Beliau juga memiliki filsafat tentang manusia. Beliau juga menyatakan bahwa manusia itu mempunyai dua unsure, yakni jasad dan jiwa. Jasad merupakan kelengkapan jiwa untuk melakukan aktivitas. Jasad selalu berubah, berganti, berkurang, maupun bertambah, jadi jasad bisa mengalami kefanaan. Perhatian para filsuf Islam lebih terfokus pada jiwa dari pada jasadnya. Ibnu Sina juga berpendapat bahwa alam sudah ada sejak zaman azalikarena ia terjadi dengan sebab Allah memikirkan dzat-Nya sendiri.
3.Muhammad Iqbal
Iqbal berpendapat, amal manusia penting bagi upaya aktualisasi diri. Diri manusia itu bukan merupakan satu kesatuan hidup yang telah sempurna. Watak manusiaadalah perjuangan untuk mecapai kesatuan yang lebih inklusif, efektif, seimbang, dan unik. Diri manusia penuh dengan potensi yang tidak akan terkuras habis. Menurut iqbal pusat kehidupan kemanusiaan dan sumber eksistensi manusia adalah diri. Tingkat intensitas dan kelemahan khudi (rahasia-rahasia diri) dalam diri setiap insane menentukan kekuatan dan kelemahan seseorang atau suatu bangsa. Semakin penuh kesadaran dirinya, maka semakin tinggi cita-citanya, semakin kuat kehendak dan semangat bangsa tersebut untuk mencapai cita-citanya dan tidak akan menyerah pada cita-cita bangsa lain.
Khudi dalam bahasa sederhana juga bisa diartikan pusat kesadaran. Kenyataan ini membuat manusia dipandang sebagai makhluk kerohanian. Iqbal juga mengutip hadits riwayat Muslim dan Bukhori, “seseorang yang merealisasikan martabatnya sebagai khalifah Tuhan di bumi tidak akan dapat dikalahkan oleh siapapu”. Menurut Iqbal, khudi atau Diri dapat tumbuh dan menjadi teguh apabila diperkuat oleh Cinta (‘isyq).

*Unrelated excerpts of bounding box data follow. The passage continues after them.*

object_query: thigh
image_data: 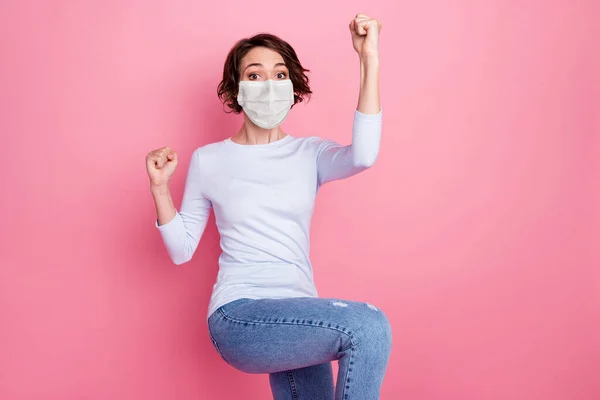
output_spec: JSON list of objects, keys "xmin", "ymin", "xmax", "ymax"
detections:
[
  {"xmin": 209, "ymin": 297, "xmax": 379, "ymax": 373},
  {"xmin": 269, "ymin": 362, "xmax": 334, "ymax": 400}
]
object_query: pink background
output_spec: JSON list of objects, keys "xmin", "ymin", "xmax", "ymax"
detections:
[{"xmin": 0, "ymin": 0, "xmax": 600, "ymax": 400}]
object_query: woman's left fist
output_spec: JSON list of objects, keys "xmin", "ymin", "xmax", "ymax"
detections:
[{"xmin": 350, "ymin": 14, "xmax": 381, "ymax": 58}]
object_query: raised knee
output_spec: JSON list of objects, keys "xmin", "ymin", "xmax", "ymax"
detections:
[{"xmin": 356, "ymin": 303, "xmax": 392, "ymax": 348}]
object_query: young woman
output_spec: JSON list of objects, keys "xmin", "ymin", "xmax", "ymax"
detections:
[{"xmin": 146, "ymin": 14, "xmax": 392, "ymax": 400}]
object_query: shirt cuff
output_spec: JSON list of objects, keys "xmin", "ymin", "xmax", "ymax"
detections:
[
  {"xmin": 154, "ymin": 210, "xmax": 182, "ymax": 232},
  {"xmin": 354, "ymin": 108, "xmax": 383, "ymax": 122}
]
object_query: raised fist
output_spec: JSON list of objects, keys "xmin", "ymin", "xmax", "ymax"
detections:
[
  {"xmin": 349, "ymin": 14, "xmax": 381, "ymax": 58},
  {"xmin": 146, "ymin": 146, "xmax": 177, "ymax": 186}
]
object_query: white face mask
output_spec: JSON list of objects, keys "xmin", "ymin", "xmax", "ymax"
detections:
[{"xmin": 237, "ymin": 79, "xmax": 294, "ymax": 129}]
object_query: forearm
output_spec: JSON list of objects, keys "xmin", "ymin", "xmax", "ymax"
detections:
[
  {"xmin": 357, "ymin": 53, "xmax": 381, "ymax": 114},
  {"xmin": 150, "ymin": 184, "xmax": 177, "ymax": 226}
]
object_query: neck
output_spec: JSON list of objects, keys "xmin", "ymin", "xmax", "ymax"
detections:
[{"xmin": 231, "ymin": 114, "xmax": 286, "ymax": 144}]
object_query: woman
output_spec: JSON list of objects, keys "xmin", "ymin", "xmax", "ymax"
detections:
[{"xmin": 146, "ymin": 14, "xmax": 391, "ymax": 400}]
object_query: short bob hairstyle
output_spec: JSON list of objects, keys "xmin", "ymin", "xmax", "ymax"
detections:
[{"xmin": 217, "ymin": 33, "xmax": 312, "ymax": 114}]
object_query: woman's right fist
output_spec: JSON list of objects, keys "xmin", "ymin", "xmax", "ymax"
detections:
[{"xmin": 146, "ymin": 146, "xmax": 177, "ymax": 186}]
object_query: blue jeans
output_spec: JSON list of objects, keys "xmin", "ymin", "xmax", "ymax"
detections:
[{"xmin": 208, "ymin": 297, "xmax": 392, "ymax": 400}]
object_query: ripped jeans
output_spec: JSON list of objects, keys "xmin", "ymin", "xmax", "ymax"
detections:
[{"xmin": 208, "ymin": 297, "xmax": 392, "ymax": 400}]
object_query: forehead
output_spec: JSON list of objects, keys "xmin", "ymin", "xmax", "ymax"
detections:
[{"xmin": 242, "ymin": 47, "xmax": 284, "ymax": 69}]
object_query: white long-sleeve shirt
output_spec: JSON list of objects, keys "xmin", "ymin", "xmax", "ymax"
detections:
[{"xmin": 155, "ymin": 110, "xmax": 382, "ymax": 319}]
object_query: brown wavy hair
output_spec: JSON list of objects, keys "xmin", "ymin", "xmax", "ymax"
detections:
[{"xmin": 217, "ymin": 33, "xmax": 312, "ymax": 114}]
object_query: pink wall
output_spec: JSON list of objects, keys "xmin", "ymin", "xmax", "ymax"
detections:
[{"xmin": 0, "ymin": 0, "xmax": 600, "ymax": 400}]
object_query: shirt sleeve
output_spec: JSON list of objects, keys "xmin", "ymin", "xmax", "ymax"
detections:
[
  {"xmin": 154, "ymin": 150, "xmax": 212, "ymax": 265},
  {"xmin": 317, "ymin": 110, "xmax": 382, "ymax": 186}
]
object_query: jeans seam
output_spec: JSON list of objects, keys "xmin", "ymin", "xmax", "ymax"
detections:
[
  {"xmin": 342, "ymin": 347, "xmax": 354, "ymax": 399},
  {"xmin": 218, "ymin": 309, "xmax": 358, "ymax": 351},
  {"xmin": 208, "ymin": 318, "xmax": 231, "ymax": 365},
  {"xmin": 287, "ymin": 370, "xmax": 298, "ymax": 400}
]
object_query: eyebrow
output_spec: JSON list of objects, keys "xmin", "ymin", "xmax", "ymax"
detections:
[{"xmin": 244, "ymin": 63, "xmax": 286, "ymax": 71}]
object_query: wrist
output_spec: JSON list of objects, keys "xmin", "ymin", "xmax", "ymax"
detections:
[
  {"xmin": 359, "ymin": 51, "xmax": 379, "ymax": 65},
  {"xmin": 150, "ymin": 183, "xmax": 169, "ymax": 196}
]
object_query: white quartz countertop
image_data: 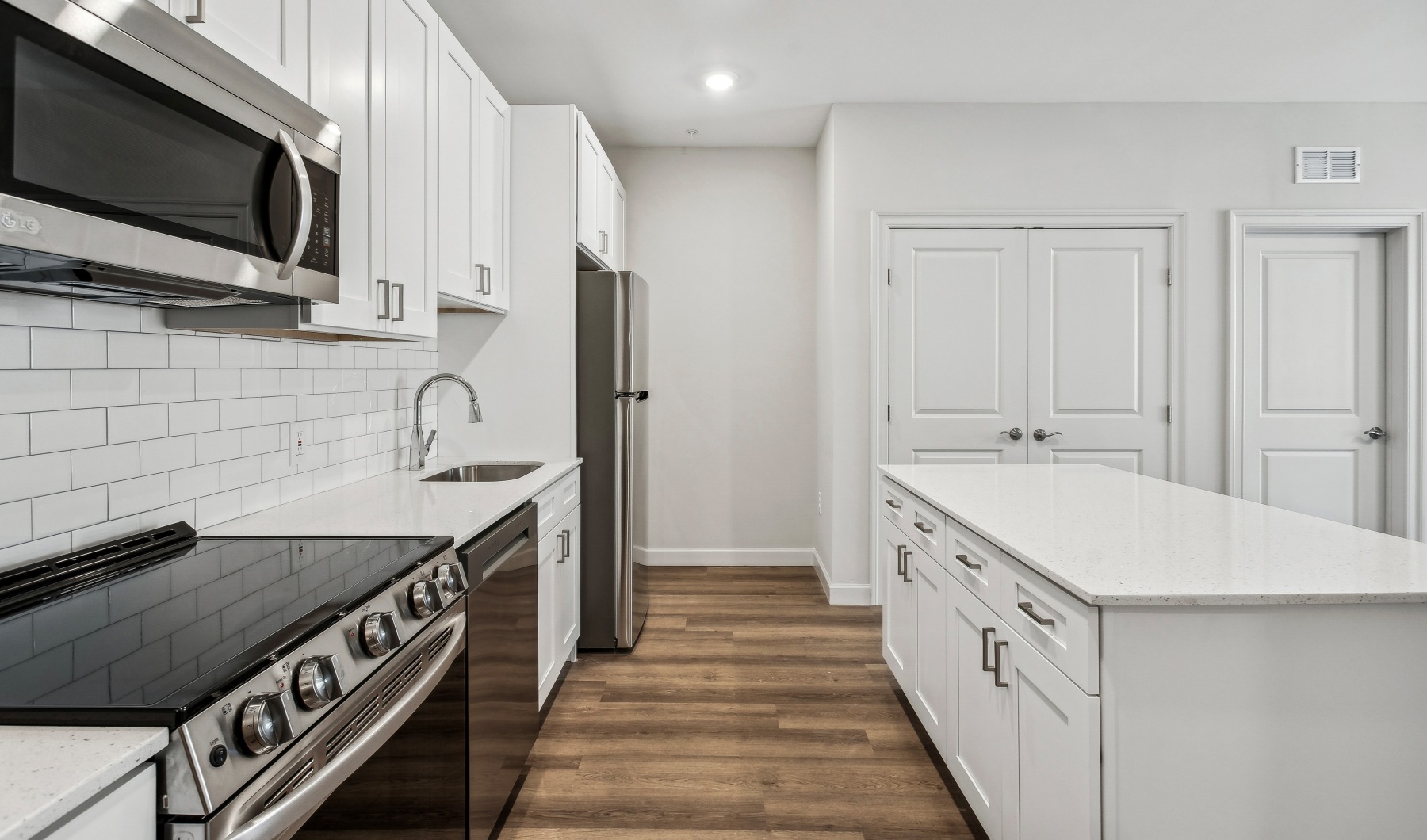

Cinta dalam falsafah Iqbal juga diartikan sebagai iman dan juga intuisi intelektual. Dalam pengertian demikian, cinta adalah metode atau cara untuk memperoleh pengetahuan di luar jalan yang rasional dan empiris, tetapi melalui ilaham profetik atau visi kerohanian yang terang. Manusia dapat merealisasikan dirinya bukan semata-mata melalui ilmu pengetahuan melainkan juga melalui cinta. Pengetahuan intuitif juga disebut cinta dan cinta itu dibangun oleh seseorang muslim yang memperbanyak ibadah dan amal saleh.
Dengan demikian, dapat disimpulkan bahwa aktualisasi diri membutuhkan proses yang mengarahkan setiap manusia bisa mewujudkan potensi dari dalam dirinya asalkan bersifat positif dan dilandasi oleh cinta dan agama.